Quand Erich Von Stroheim rentra en Europe après sa douloureuse expérience de réalisateur aux Etats-Unis, où ses films étaient régulièrement mutilés d'un quart, de la moitié voire des trois-quarts, il déclara, amer : "Hollywood m'a tué".
C'est donc non sans une cruelle ironie de le voir dans son dernier grand rôle au cinéma avec Boulevard du crépuscule, pour lequel il obtient la seule citation à l'Oscar de sa carrière (meilleur second rôle). Il y interprète l'ex-metteur en scène devenu serviteur de Norma Desmond, ancienne gloire du muet persuadée qu'Hollywood veut toujours d'elle. Alors qu'elle a été reléguée depuis longtemps au rayon des antiquités.
Paramount
Un constat d'autant plus cruel que Billy Wilder convoque effectivement dans son film d'anciennes gloires du cinéma muet comme Buster Keaton, ou des stars de l'âge d'or d'Hollywood comme Gloria Swanson, qui incarne une fabuleuse Norma Desmond, dont l'hallucinante séquence finale dans le film est largement passée à la postérité.
Mais c'est aussi une oeuvre d'une extraordinaire lucidité : elle évoque en effet l'écroulement d'un empire, celui d'Hollywood, jadis la Nouvelle Babylone, alors même que les années 50 sont considérés comme un nouvel âge d'or pour les Majors, qui entreront à nouveau en récession dans les années 60-70 avec l'émergence du Nouvel Hollywood.
"On va le virer de cette ville !"
Publiée en novembre 2025 (aux éditions Capricci), la biographie Billy Wilder : un européen à Hollywood, signée par Marc Cerisuelo apporte un éclairage passionnant sur cette figure emblématique du cinéma, qui a su naviguer entre ses racines européennes et l'industrie de Hollywood.
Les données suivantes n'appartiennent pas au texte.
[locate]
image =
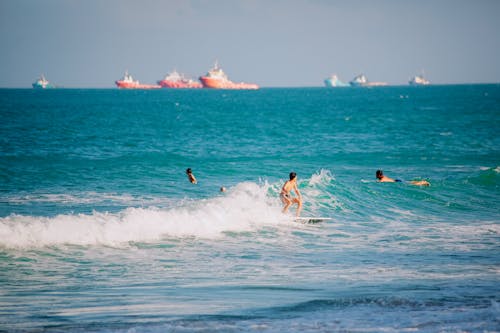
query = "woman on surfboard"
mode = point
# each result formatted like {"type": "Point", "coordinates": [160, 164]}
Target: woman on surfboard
{"type": "Point", "coordinates": [287, 198]}
{"type": "Point", "coordinates": [191, 177]}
Et de montrer comment ce scénariste et réalisateur, né en Galicie et formé à Berlin, a infusé son œuvre d'un réalisme teinté de sarcasme et d'une profonde obsession pour l'échec.
Boulevard du crépuscule y occupe logiquement une place de choix. Et l'auteur de raconter qu'avec ce film, Billy Wilder s'est attiré "les foudres de la nomenklatura hollywoodienne" en raison de son regard extrêmement sombre et cynique sur l'usine à rêves.
Paramount
Lors de la première projection, Louis B. Mayer, le tout puissant patron de la MGM, a eu une réaction d'une violence extrême. Jugeant que Wilder avait "craché sur l'industrie qui le nourrit", le bouillonnant producteur lâcha ces propos : "Wilder, ce fils de pute ! On va lui mettre le goudron et les plumes. On va le virer de cette ville !" Le cinéaste, qui était assis juste derrière lui, fit cette réponse pas moins violente, sinon plus : "Mr. Mayer, pourquoi ne chiez-vous pas dans votre chapeau ?"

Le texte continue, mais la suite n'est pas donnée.